Grand Secretary of the Eastern Library
- In office 1699–1703

Grand Secretary of the Wuying Hall
- In office 1675–1676

Minister of Rites
- In office July 24, 1688 – December 23, 1688 Serving with Gūbadai
- Preceded by: Zhang Shizhen
- Succeeded by: Zhang Yushu
- In office December 12, 1690 – November 25, 1692 Serving with Gūbadai
- Preceded by: Zhang Ying
- Succeeded by: Zhang Ying

Minister of Personnel
- In office November 25, 1692 – December 25, 1699 Serving with Kurene
- Preceded by: Li Tianfu
- Succeeded by: Chen Tingjing

Personal details
- Born: December 13, 1635 Xiaogan, Hubei
- Died: 1709 Nanjing, Jiangsu

= Xiong Cili =

Xiong Cili (熊賜履‎‎ (Xióng cìlǚ, Hsiung Tz'ŭ-li), 13 December 1635 - 1709) was a Han Chinese politician, scholar, and philosopher in the Qing dynasty.

==Biography==

Xiong hailed from Xiaogan, Hubei. He took the imperial examination in 1657, earning a juren degree and then a jinshi degree in 1685. In 1665 he was promoted from corrector to assistant reader in the Hongwen yuan (宏文院). He then became sub-chancellor of the Guoshi yuan (國史院) in 1670 before becoming chancellor of the Hanlin Academy in the winter of that year. He was made Grand Secretary of Wuying Hall and Minister of Justice in 1675. Around this time, Xiong was also ordered to undertake various literary projects. He was given the responsibility of compiling of the imperial edicts of Taizong, the Taizong shengxun (太宗聖訓) and entrusted with reediting of the official chronicles of Taizong, the Taizong shilu (太宗實錄‎). He also was ordered to oversee the production of a work concerning the Classic of Filial Piety. However, the following year, Xiong attempted to shift blame onto a colleague for an error he committed whilst drafting an imperial rescript, resulting in his dismissal from office. Xiong settled in Nanjing, where he spent the next twelve years.

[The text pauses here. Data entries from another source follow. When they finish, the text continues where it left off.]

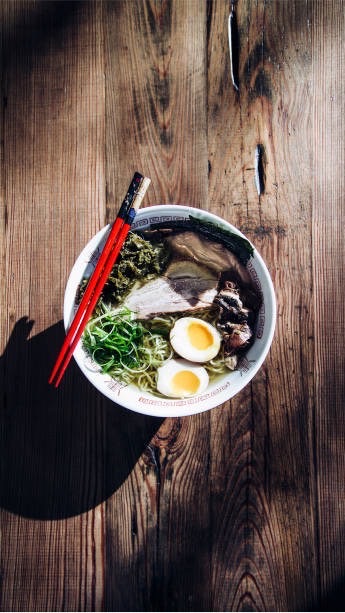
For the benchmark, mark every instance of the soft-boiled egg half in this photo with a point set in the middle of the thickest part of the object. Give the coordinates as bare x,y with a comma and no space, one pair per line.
181,379
195,339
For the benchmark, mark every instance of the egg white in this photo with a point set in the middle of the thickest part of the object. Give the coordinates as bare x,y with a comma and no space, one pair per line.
187,345
172,375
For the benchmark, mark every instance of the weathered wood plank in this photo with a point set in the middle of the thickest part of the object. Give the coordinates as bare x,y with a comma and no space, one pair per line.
262,473
328,256
157,522
53,199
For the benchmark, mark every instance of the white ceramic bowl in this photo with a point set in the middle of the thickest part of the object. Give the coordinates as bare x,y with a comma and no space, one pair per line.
217,392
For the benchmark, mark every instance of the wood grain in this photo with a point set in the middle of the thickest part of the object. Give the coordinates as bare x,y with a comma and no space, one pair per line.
240,508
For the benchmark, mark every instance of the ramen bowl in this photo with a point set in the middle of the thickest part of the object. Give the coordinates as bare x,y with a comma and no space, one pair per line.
221,389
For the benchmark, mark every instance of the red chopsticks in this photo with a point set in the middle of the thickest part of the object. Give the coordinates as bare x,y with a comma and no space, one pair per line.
106,261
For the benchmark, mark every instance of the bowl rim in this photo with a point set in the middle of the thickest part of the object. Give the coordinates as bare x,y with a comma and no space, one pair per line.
148,404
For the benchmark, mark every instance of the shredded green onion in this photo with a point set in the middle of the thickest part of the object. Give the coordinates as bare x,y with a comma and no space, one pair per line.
124,348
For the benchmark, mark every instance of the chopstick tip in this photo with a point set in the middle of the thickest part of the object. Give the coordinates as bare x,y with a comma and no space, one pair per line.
141,193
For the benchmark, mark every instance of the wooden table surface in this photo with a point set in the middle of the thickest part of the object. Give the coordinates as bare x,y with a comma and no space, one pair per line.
241,508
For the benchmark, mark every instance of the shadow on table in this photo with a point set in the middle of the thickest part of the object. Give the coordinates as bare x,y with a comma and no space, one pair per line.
65,450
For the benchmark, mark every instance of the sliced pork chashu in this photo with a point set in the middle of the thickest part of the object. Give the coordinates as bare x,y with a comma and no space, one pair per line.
185,286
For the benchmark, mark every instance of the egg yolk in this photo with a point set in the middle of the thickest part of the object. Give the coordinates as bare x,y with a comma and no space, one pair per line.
185,381
199,336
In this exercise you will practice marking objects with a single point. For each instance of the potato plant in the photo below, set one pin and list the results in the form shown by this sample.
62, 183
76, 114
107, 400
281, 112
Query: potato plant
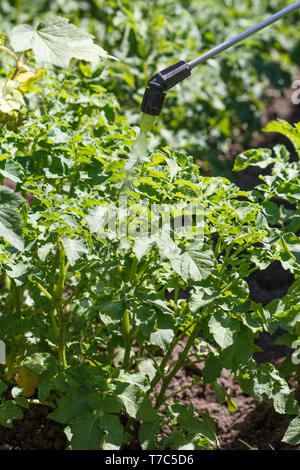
223, 101
93, 314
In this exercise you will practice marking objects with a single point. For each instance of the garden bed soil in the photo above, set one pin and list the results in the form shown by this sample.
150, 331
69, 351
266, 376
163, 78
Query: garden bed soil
255, 424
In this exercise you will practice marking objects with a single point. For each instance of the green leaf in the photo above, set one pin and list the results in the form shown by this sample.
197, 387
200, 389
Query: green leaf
56, 41
74, 248
114, 430
194, 264
86, 432
255, 157
223, 329
292, 435
129, 397
10, 221
12, 170
8, 412
162, 338
286, 129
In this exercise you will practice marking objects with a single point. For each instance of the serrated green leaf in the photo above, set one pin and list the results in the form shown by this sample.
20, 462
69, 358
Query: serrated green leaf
74, 248
292, 434
56, 41
10, 221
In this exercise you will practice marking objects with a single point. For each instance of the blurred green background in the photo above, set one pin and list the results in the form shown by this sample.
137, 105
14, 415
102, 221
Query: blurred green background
221, 104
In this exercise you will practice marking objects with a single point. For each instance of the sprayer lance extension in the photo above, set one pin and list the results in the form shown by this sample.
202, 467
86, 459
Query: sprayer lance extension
162, 81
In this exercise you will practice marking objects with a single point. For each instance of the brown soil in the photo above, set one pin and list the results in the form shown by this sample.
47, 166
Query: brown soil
255, 425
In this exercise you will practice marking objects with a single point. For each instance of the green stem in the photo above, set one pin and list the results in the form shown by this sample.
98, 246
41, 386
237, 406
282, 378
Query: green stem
181, 359
59, 306
160, 373
41, 288
127, 338
180, 390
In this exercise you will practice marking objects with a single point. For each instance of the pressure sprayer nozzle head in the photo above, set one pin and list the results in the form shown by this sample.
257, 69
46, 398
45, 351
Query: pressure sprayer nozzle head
162, 81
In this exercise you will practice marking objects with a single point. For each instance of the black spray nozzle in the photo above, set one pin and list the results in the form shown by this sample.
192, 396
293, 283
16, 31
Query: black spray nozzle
162, 81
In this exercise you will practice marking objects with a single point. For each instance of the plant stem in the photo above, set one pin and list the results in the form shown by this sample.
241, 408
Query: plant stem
181, 359
59, 306
127, 338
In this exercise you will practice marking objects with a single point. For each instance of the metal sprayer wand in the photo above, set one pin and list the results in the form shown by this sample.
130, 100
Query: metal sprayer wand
162, 81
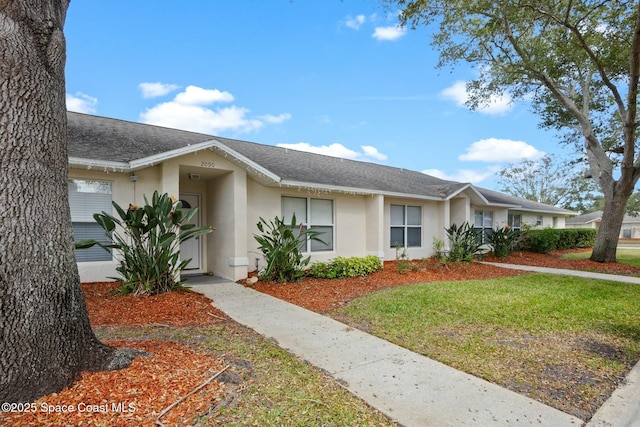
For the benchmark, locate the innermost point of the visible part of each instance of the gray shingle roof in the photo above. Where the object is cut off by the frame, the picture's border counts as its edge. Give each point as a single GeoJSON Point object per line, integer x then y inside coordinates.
{"type": "Point", "coordinates": [105, 139]}
{"type": "Point", "coordinates": [102, 139]}
{"type": "Point", "coordinates": [303, 167]}
{"type": "Point", "coordinates": [495, 197]}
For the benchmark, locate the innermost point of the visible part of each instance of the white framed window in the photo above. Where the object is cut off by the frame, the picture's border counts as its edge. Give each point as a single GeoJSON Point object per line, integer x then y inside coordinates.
{"type": "Point", "coordinates": [313, 214]}
{"type": "Point", "coordinates": [406, 226]}
{"type": "Point", "coordinates": [87, 197]}
{"type": "Point", "coordinates": [483, 223]}
{"type": "Point", "coordinates": [514, 221]}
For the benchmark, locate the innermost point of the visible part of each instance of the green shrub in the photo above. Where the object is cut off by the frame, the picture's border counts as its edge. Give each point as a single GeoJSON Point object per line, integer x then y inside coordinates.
{"type": "Point", "coordinates": [575, 238]}
{"type": "Point", "coordinates": [149, 249]}
{"type": "Point", "coordinates": [502, 241]}
{"type": "Point", "coordinates": [549, 239]}
{"type": "Point", "coordinates": [280, 244]}
{"type": "Point", "coordinates": [544, 240]}
{"type": "Point", "coordinates": [464, 242]}
{"type": "Point", "coordinates": [341, 267]}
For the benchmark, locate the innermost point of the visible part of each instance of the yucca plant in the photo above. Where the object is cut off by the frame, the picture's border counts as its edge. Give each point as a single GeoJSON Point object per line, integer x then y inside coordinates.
{"type": "Point", "coordinates": [281, 244]}
{"type": "Point", "coordinates": [149, 243]}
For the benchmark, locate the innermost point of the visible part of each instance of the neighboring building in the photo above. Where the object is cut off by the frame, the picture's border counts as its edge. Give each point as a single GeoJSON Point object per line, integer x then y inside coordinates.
{"type": "Point", "coordinates": [630, 224]}
{"type": "Point", "coordinates": [363, 208]}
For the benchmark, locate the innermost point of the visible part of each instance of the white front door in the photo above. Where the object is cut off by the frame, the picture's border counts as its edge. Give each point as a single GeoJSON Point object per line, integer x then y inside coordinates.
{"type": "Point", "coordinates": [191, 248]}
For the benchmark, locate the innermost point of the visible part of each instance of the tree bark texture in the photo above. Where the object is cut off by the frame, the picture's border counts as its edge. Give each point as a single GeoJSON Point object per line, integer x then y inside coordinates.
{"type": "Point", "coordinates": [45, 336]}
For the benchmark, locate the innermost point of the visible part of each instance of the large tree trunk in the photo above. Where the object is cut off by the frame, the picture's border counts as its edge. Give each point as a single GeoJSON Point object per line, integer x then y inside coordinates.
{"type": "Point", "coordinates": [616, 195]}
{"type": "Point", "coordinates": [45, 336]}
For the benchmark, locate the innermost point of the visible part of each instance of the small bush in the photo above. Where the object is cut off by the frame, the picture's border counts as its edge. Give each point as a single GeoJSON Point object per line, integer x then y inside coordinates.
{"type": "Point", "coordinates": [280, 244]}
{"type": "Point", "coordinates": [148, 239]}
{"type": "Point", "coordinates": [502, 241]}
{"type": "Point", "coordinates": [549, 239]}
{"type": "Point", "coordinates": [341, 267]}
{"type": "Point", "coordinates": [464, 242]}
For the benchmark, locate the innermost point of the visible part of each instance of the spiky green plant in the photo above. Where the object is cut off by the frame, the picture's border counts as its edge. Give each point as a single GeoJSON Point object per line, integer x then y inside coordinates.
{"type": "Point", "coordinates": [281, 244]}
{"type": "Point", "coordinates": [148, 241]}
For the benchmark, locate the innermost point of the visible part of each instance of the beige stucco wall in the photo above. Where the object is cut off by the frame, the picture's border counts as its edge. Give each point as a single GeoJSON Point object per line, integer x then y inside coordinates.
{"type": "Point", "coordinates": [432, 218]}
{"type": "Point", "coordinates": [122, 193]}
{"type": "Point", "coordinates": [354, 230]}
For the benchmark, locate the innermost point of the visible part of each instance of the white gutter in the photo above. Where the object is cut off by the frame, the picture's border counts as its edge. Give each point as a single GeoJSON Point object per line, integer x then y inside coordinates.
{"type": "Point", "coordinates": [159, 158]}
{"type": "Point", "coordinates": [310, 186]}
{"type": "Point", "coordinates": [99, 164]}
{"type": "Point", "coordinates": [248, 162]}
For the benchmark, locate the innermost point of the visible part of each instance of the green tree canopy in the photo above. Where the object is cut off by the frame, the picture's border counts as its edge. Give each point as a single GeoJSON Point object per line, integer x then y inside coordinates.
{"type": "Point", "coordinates": [576, 61]}
{"type": "Point", "coordinates": [556, 183]}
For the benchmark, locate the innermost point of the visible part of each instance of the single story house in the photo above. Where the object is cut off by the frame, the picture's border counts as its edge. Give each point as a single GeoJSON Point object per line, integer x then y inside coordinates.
{"type": "Point", "coordinates": [630, 224]}
{"type": "Point", "coordinates": [362, 208]}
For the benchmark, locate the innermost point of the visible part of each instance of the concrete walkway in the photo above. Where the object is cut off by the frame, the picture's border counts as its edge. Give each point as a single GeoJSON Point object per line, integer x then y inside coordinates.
{"type": "Point", "coordinates": [567, 272]}
{"type": "Point", "coordinates": [411, 389]}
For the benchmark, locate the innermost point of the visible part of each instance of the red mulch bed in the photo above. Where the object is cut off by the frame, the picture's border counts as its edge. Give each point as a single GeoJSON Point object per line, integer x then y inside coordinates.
{"type": "Point", "coordinates": [179, 308]}
{"type": "Point", "coordinates": [150, 384]}
{"type": "Point", "coordinates": [322, 295]}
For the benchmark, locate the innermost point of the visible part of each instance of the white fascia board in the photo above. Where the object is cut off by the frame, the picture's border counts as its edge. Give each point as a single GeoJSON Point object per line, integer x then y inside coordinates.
{"type": "Point", "coordinates": [249, 164]}
{"type": "Point", "coordinates": [310, 186]}
{"type": "Point", "coordinates": [473, 189]}
{"type": "Point", "coordinates": [104, 165]}
{"type": "Point", "coordinates": [161, 157]}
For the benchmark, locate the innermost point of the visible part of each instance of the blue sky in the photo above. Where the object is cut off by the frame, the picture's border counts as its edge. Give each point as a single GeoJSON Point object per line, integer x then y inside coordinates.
{"type": "Point", "coordinates": [335, 77]}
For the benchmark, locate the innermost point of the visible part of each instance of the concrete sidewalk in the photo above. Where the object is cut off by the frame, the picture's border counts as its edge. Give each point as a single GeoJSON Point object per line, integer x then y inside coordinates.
{"type": "Point", "coordinates": [411, 389]}
{"type": "Point", "coordinates": [568, 272]}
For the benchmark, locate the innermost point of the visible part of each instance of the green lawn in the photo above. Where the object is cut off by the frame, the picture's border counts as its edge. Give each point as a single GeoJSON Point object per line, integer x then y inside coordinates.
{"type": "Point", "coordinates": [562, 340]}
{"type": "Point", "coordinates": [625, 256]}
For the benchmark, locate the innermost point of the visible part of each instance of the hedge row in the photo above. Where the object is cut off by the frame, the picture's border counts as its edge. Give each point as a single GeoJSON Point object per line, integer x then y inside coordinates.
{"type": "Point", "coordinates": [549, 239]}
{"type": "Point", "coordinates": [345, 267]}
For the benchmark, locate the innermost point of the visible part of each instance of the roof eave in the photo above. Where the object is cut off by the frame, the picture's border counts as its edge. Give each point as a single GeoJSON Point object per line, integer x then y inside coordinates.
{"type": "Point", "coordinates": [167, 155]}
{"type": "Point", "coordinates": [311, 186]}
{"type": "Point", "coordinates": [104, 165]}
{"type": "Point", "coordinates": [251, 167]}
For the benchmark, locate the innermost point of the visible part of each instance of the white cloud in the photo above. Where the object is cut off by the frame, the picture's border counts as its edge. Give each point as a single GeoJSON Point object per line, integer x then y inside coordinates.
{"type": "Point", "coordinates": [154, 90]}
{"type": "Point", "coordinates": [280, 118]}
{"type": "Point", "coordinates": [465, 175]}
{"type": "Point", "coordinates": [199, 119]}
{"type": "Point", "coordinates": [191, 110]}
{"type": "Point", "coordinates": [355, 23]}
{"type": "Point", "coordinates": [373, 153]}
{"type": "Point", "coordinates": [194, 95]}
{"type": "Point", "coordinates": [81, 103]}
{"type": "Point", "coordinates": [500, 150]}
{"type": "Point", "coordinates": [459, 95]}
{"type": "Point", "coordinates": [389, 33]}
{"type": "Point", "coordinates": [338, 150]}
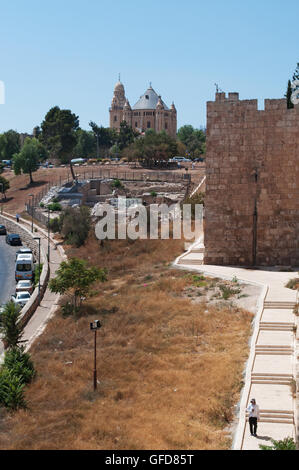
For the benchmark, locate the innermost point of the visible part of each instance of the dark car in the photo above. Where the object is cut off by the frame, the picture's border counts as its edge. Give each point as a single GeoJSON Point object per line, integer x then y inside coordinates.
{"type": "Point", "coordinates": [13, 239]}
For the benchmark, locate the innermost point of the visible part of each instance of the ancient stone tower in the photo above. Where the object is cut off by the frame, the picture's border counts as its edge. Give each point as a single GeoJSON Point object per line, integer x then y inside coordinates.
{"type": "Point", "coordinates": [252, 185]}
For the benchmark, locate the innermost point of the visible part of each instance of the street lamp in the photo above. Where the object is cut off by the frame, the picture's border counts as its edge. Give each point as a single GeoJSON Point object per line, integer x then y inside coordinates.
{"type": "Point", "coordinates": [2, 197]}
{"type": "Point", "coordinates": [48, 235]}
{"type": "Point", "coordinates": [31, 195]}
{"type": "Point", "coordinates": [95, 326]}
{"type": "Point", "coordinates": [39, 272]}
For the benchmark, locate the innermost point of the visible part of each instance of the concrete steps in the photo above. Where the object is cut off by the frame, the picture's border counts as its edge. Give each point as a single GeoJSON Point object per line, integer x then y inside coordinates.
{"type": "Point", "coordinates": [274, 379]}
{"type": "Point", "coordinates": [275, 416]}
{"type": "Point", "coordinates": [277, 304]}
{"type": "Point", "coordinates": [277, 326]}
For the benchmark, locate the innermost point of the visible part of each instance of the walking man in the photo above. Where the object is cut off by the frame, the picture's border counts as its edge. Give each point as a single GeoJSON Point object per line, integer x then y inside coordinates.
{"type": "Point", "coordinates": [254, 416]}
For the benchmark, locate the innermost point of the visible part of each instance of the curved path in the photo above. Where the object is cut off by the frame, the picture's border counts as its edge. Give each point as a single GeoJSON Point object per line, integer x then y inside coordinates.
{"type": "Point", "coordinates": [7, 270]}
{"type": "Point", "coordinates": [272, 367]}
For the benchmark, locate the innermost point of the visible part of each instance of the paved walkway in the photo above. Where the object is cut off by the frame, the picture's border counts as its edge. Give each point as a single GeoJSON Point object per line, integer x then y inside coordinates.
{"type": "Point", "coordinates": [271, 369]}
{"type": "Point", "coordinates": [48, 304]}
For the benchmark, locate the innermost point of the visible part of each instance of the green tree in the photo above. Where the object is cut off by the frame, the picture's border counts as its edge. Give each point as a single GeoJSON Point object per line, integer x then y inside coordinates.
{"type": "Point", "coordinates": [20, 364]}
{"type": "Point", "coordinates": [75, 279]}
{"type": "Point", "coordinates": [86, 144]}
{"type": "Point", "coordinates": [11, 390]}
{"type": "Point", "coordinates": [9, 144]}
{"type": "Point", "coordinates": [193, 139]}
{"type": "Point", "coordinates": [152, 148]}
{"type": "Point", "coordinates": [75, 225]}
{"type": "Point", "coordinates": [4, 185]}
{"type": "Point", "coordinates": [105, 138]}
{"type": "Point", "coordinates": [10, 327]}
{"type": "Point", "coordinates": [27, 161]}
{"type": "Point", "coordinates": [58, 133]}
{"type": "Point", "coordinates": [126, 135]}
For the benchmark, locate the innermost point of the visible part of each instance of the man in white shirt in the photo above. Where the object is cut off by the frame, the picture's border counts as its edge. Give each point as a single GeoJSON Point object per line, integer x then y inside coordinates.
{"type": "Point", "coordinates": [254, 416]}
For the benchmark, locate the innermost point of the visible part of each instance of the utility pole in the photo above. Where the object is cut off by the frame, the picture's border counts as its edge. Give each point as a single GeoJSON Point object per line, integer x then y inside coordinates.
{"type": "Point", "coordinates": [95, 326]}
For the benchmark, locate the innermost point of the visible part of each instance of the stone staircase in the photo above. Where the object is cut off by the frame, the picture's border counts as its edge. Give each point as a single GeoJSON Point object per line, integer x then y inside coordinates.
{"type": "Point", "coordinates": [277, 304]}
{"type": "Point", "coordinates": [275, 416]}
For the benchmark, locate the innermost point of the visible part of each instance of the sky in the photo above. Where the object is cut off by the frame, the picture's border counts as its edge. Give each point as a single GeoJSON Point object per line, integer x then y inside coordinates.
{"type": "Point", "coordinates": [69, 53]}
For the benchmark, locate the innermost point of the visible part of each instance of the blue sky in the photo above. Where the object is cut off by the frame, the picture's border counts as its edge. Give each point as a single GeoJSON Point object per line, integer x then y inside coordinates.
{"type": "Point", "coordinates": [69, 53]}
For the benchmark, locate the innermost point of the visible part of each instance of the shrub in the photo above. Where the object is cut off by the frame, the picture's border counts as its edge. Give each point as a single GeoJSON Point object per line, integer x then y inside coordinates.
{"type": "Point", "coordinates": [55, 207]}
{"type": "Point", "coordinates": [10, 327]}
{"type": "Point", "coordinates": [55, 225]}
{"type": "Point", "coordinates": [286, 444]}
{"type": "Point", "coordinates": [19, 363]}
{"type": "Point", "coordinates": [11, 390]}
{"type": "Point", "coordinates": [293, 284]}
{"type": "Point", "coordinates": [75, 225]}
{"type": "Point", "coordinates": [117, 184]}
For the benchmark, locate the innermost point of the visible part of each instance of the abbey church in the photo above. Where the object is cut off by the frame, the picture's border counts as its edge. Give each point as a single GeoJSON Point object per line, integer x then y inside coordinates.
{"type": "Point", "coordinates": [150, 112]}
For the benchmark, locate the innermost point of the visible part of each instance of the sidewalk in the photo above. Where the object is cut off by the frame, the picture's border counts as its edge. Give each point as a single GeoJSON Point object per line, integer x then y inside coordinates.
{"type": "Point", "coordinates": [271, 369]}
{"type": "Point", "coordinates": [49, 302]}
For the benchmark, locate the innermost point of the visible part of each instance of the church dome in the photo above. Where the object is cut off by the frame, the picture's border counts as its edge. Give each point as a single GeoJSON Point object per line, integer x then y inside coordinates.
{"type": "Point", "coordinates": [149, 100]}
{"type": "Point", "coordinates": [119, 88]}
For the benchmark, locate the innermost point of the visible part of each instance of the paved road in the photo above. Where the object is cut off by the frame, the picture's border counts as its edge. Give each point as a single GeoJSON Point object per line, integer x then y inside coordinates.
{"type": "Point", "coordinates": [7, 270]}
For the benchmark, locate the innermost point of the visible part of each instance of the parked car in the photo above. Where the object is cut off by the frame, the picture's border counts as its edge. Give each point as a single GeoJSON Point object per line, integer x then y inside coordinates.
{"type": "Point", "coordinates": [21, 298]}
{"type": "Point", "coordinates": [24, 267]}
{"type": "Point", "coordinates": [23, 251]}
{"type": "Point", "coordinates": [13, 239]}
{"type": "Point", "coordinates": [24, 286]}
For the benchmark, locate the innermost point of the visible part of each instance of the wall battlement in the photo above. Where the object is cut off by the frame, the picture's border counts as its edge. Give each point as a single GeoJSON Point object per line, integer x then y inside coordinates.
{"type": "Point", "coordinates": [252, 186]}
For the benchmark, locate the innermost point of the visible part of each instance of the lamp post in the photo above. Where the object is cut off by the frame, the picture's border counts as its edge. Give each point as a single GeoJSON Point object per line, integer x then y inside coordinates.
{"type": "Point", "coordinates": [39, 273]}
{"type": "Point", "coordinates": [48, 235]}
{"type": "Point", "coordinates": [31, 195]}
{"type": "Point", "coordinates": [1, 197]}
{"type": "Point", "coordinates": [95, 326]}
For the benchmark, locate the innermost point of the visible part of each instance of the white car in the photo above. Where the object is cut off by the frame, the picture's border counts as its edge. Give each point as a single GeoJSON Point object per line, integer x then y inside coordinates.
{"type": "Point", "coordinates": [24, 286]}
{"type": "Point", "coordinates": [21, 298]}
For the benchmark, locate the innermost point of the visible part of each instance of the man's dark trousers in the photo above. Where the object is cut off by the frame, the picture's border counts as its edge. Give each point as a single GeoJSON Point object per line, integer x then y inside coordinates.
{"type": "Point", "coordinates": [253, 425]}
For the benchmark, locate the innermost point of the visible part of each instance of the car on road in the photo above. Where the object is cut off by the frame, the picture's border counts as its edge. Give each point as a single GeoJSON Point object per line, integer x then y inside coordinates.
{"type": "Point", "coordinates": [24, 268]}
{"type": "Point", "coordinates": [13, 239]}
{"type": "Point", "coordinates": [24, 286]}
{"type": "Point", "coordinates": [21, 298]}
{"type": "Point", "coordinates": [23, 251]}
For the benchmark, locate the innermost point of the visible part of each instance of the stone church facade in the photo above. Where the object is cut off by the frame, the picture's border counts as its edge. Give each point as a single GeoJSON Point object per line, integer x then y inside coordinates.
{"type": "Point", "coordinates": [150, 112]}
{"type": "Point", "coordinates": [252, 184]}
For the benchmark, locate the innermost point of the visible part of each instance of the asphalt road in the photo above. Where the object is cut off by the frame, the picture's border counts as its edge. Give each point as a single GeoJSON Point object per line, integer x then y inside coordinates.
{"type": "Point", "coordinates": [7, 270]}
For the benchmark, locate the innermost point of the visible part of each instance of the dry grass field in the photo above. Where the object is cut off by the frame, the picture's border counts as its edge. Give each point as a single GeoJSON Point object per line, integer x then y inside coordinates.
{"type": "Point", "coordinates": [170, 370]}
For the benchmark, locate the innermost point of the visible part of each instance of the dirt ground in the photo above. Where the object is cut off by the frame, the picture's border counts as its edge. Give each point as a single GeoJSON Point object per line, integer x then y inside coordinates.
{"type": "Point", "coordinates": [18, 194]}
{"type": "Point", "coordinates": [170, 369]}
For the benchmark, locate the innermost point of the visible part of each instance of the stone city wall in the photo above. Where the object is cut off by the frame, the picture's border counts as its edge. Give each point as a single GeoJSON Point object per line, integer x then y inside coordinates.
{"type": "Point", "coordinates": [252, 185]}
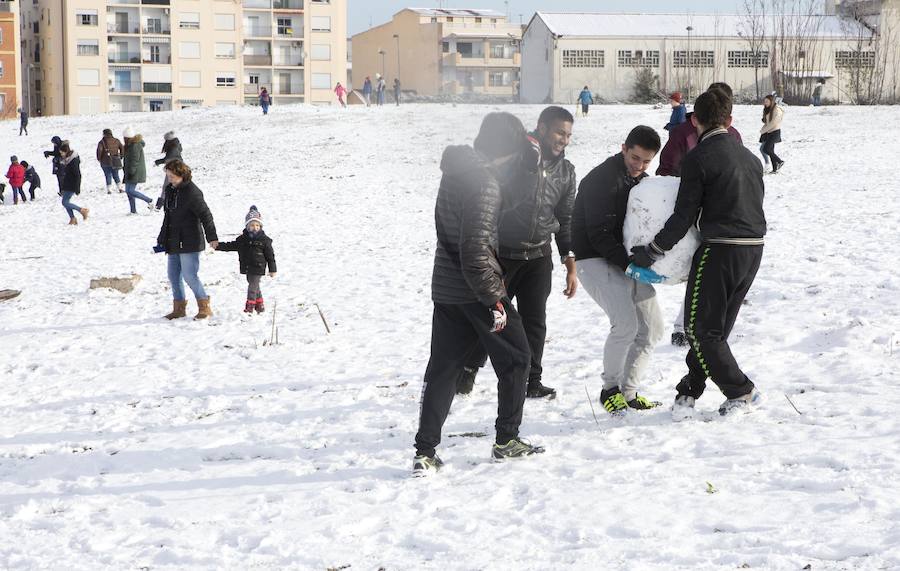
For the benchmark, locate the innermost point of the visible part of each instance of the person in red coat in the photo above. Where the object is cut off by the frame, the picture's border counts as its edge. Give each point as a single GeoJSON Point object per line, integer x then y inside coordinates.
{"type": "Point", "coordinates": [16, 176]}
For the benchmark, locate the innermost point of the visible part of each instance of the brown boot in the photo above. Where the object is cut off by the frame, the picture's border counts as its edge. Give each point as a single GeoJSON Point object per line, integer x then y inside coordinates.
{"type": "Point", "coordinates": [178, 309]}
{"type": "Point", "coordinates": [203, 309]}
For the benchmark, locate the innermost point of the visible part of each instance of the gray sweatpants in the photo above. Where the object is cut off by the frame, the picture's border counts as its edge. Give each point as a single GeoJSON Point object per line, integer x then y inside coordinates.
{"type": "Point", "coordinates": [635, 319]}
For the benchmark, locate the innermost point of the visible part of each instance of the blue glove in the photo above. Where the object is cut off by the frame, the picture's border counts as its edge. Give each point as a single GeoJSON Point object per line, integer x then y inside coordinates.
{"type": "Point", "coordinates": [644, 275]}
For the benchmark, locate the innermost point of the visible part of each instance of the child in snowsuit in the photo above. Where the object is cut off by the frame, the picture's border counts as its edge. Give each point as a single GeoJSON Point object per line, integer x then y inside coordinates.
{"type": "Point", "coordinates": [255, 251]}
{"type": "Point", "coordinates": [16, 176]}
{"type": "Point", "coordinates": [32, 178]}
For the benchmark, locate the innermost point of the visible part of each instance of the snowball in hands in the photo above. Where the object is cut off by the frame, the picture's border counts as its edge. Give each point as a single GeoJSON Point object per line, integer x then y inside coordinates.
{"type": "Point", "coordinates": [649, 206]}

In 1688, Xiong was recalled to office and appointed Minister of Rites. Starting in the 1680s, Xiong became involved in factional struggles in the court, allying himself with Xu Qianxue and Songgotu against Li Guangdi, whom he was jealous of. As was custom, Xiong temporarily took leave to mourn his mother who died in the winter of 1688. After completing his mourning, he was appointed Minister of Personnel in 1692. In 1694, he became chief examiner of the Metropolitan Examinations, returning to serve in that role again in 1697, 1700 and 1703. He became a Grand Secretary once more in 1699 and was charged with supervising work on the History of Ming and the compilation of the Pingding shuomo fang lüe, an official account of the Qing campaigns against the Dzungars. Xiong was granted leave to retire in 1703 but remained in the capital to provide occasional advice. He worked on the drafts of the History of Ming in retirement and returned to Nanjing two years later. He died in 1709 and was honoured with posthumous name Wenduan (文端). His name was included in the Temple of Eminent Statesmen during the reign of Yongzheng.

==Philosophy==
A prominent Neo-Confucian scholar, Xiong was a staunch adherent of the Cheng Brothers. He devoted much effort into proving the doctrines of Wang Yangming unorthodox and considered those philosophers to be 'promiscuous thinkers'.